Minister of Justice Tsai Ching-hsiang (蔡清祥) yesterday said that the authorities would respect the rights of the accused, after the family of a Malaysian student who was killed last month called for the death penalty or extradition, as well as state compensation.
The parents of the victim, a Chang Jung Christian University student surnamed Chung (鍾), on Monday convened a news conference in Sarawak, Malaysia, to announce their plan to sue for negligence and compensation.
They said they have enlisted Taiwan Bar Association president Lin Ruey-cherng (林瑞成) to file the suit on their behalf in Taiwan.
The family’s lawyer in Malaysia, Yap Hoi Liong (葉海量), said that if Taiwan does not sentence the accused to the fullest extent of the law, then the family would do whatever it takes to extradite him to the Southeast Asian nation to stand trial.
Lin yesterday declined to comment, saying only that he would begin discussions regarding state compensation after the investigation closes.
Tsai told the Central News Agency that he can understand the family’s wishes, but must also respect the rights of the accused, Kaohsiung resident Liang Yu-chih (梁育誌), who allegedly confessed to the murder during questioning on Oct. 30.
As for extraditing Liang to Malaysia, Tsai said that whatever actions are taken must follow legal precedent.
Liang is to stand trial in Taiwan, and the prosecution is to investigate and recommend punishment according to the law, he added.
Regarding compensation, Tsai said that such lawsuits follow a designated procedure.
The Ciaotou branch of the Association for Victims Support took action immediately after the incident, helping Chung’s parents travel to Taiwan, Tsai said, adding that the government-sponsored association offers compensation similar to that distributed by the state.
The association told local media that it has not yet received an application for compensation from Chung’s family, which is estimated by some law experts to be about NT$1.7 million (US$58,964).
Asked about the family’s demands, Premier Su Tseng-chang (蘇貞昌) told reporters that the murderer would be punished severely in accordance with the law.
Everyone is aware that under the rule of law in Taiwan, people who commit a crime within the nation’s borders are strictly dealt with according to the law, he said.
Su added that he sympathizes with the family and again offered his apologies, saying that the murderer would definitely receive a severe punishment.
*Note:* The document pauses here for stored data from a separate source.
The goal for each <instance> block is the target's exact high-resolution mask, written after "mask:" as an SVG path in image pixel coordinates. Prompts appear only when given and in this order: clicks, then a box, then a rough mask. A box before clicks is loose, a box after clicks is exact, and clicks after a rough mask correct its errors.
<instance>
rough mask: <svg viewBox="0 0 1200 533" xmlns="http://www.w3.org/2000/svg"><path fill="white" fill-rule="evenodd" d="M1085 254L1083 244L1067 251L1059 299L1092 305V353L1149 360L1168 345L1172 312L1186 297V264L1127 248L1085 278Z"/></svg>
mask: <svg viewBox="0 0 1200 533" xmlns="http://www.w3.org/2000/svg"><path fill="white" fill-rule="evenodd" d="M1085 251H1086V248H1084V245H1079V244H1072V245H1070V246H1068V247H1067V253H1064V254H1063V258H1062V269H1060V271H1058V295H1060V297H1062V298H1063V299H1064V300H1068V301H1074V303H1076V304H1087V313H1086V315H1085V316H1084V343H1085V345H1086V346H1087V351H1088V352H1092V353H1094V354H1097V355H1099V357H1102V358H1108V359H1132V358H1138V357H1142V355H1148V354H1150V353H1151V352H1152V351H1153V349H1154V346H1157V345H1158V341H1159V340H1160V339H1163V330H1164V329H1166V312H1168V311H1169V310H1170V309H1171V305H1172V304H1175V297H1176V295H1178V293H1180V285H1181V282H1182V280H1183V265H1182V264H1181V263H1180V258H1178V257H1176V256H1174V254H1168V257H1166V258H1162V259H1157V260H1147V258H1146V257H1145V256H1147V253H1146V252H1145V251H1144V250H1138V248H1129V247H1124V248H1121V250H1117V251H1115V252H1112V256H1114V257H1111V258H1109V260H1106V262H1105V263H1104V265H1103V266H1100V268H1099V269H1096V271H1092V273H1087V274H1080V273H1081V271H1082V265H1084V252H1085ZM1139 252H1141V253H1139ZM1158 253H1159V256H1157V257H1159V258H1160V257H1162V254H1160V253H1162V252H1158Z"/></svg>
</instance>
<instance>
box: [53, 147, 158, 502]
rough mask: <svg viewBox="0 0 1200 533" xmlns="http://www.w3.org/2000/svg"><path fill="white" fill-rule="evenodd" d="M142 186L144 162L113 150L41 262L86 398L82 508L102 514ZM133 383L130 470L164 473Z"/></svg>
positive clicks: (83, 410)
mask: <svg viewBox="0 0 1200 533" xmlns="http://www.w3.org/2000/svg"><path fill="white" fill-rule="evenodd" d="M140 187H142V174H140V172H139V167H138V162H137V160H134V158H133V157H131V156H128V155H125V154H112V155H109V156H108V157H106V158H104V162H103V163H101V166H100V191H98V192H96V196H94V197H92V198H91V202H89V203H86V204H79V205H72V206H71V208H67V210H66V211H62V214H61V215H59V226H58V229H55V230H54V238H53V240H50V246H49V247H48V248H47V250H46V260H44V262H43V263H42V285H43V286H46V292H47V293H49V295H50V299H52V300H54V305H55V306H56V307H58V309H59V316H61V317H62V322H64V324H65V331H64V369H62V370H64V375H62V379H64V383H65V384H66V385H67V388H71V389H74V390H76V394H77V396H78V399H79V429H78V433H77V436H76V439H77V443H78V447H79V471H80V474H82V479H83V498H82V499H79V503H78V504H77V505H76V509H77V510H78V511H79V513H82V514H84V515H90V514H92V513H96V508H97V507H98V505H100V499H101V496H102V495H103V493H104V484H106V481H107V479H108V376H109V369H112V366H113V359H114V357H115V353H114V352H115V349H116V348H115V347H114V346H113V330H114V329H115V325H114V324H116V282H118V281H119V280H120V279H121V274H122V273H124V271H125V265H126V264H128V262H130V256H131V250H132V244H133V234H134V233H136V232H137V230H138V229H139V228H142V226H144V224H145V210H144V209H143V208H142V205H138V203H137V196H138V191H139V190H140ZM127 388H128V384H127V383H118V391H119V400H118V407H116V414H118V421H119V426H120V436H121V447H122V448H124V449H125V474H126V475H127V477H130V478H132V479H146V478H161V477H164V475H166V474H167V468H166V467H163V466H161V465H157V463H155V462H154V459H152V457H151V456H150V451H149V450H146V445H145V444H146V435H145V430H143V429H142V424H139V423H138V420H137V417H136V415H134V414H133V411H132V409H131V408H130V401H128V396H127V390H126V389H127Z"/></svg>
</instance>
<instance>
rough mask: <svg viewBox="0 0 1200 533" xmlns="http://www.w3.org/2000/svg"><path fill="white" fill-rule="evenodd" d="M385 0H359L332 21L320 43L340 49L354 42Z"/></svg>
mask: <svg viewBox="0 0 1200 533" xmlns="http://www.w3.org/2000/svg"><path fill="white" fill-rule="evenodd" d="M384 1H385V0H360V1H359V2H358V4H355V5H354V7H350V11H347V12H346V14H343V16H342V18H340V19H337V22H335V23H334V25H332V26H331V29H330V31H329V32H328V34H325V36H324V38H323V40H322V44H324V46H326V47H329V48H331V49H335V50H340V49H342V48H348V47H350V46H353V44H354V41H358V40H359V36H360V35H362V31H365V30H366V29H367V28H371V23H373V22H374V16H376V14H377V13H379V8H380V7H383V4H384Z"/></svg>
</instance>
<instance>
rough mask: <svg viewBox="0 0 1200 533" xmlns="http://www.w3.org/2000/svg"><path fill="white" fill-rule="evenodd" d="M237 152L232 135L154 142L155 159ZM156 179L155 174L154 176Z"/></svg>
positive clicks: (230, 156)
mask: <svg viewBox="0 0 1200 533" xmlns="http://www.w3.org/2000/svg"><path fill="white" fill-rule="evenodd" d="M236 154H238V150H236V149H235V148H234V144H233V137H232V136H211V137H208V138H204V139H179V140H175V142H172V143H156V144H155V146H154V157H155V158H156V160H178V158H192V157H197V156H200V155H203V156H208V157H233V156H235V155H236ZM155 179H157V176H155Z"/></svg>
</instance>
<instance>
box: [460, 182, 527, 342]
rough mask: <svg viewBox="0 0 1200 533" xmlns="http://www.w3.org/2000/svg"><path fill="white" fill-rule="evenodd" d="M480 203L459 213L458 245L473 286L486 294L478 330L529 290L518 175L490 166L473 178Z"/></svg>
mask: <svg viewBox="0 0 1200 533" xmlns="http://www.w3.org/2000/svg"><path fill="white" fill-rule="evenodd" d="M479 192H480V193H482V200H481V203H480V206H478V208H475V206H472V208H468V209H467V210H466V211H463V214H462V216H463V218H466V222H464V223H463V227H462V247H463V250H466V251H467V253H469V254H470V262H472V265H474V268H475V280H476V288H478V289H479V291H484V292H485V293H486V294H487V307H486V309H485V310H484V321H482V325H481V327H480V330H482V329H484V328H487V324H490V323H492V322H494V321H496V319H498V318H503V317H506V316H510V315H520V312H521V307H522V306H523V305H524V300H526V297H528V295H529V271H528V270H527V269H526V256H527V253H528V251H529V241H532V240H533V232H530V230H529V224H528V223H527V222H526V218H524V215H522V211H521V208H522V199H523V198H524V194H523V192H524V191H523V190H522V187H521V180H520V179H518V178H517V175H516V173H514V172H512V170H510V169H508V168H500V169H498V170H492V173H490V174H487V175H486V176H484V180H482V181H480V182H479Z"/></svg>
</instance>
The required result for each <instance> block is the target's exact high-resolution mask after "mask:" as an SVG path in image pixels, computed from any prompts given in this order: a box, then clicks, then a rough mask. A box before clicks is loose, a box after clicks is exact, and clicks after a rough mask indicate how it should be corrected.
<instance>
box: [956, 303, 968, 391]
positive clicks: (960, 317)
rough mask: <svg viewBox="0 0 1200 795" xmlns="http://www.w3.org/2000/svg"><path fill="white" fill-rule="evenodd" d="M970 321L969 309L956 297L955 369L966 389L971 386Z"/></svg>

An expert familiar with international legal assistance said that Taiwan has jurisdiction over this case.
Taiwan and Malaysia do not have extradition treaties or provisions, the expert said, adding that such a request would be denied under Article 4 of the Law of Extradition (引渡法), which protects Republic of China citizens from extradition.
State compensation follows the principle of advance negotiation, meaning that the compensatory authority — in this case the Tainan City Government — must first negotiate with the family of the victim, they said.
Only if they fail to reach an agreement would the matter enter litigation, they added.
Yesterday, Yap said that investigators have yet to contact the family’s legal team, calling on President Tsai Ing-wen (蔡英文) to keep prosecutors from burying the case.
Under Article 15 of the State Compensation Law (國家賠償法), authorities are obligated to communicate with the family, even though they are foreign claimants, Yap said.
The president should ensure that autopsy and post-mortem procedures are reported accurately, Yap said, adding that he hopes the family will receive the investigative report within a month.
Tainan Mayor Huang Wei-che (黃偉哲) later yesterday pledged to assist Chung’s family if they decide to seek state compensation in Taiwan.
Huang added that he hoped the court would hand down a verdict that meets public expectations.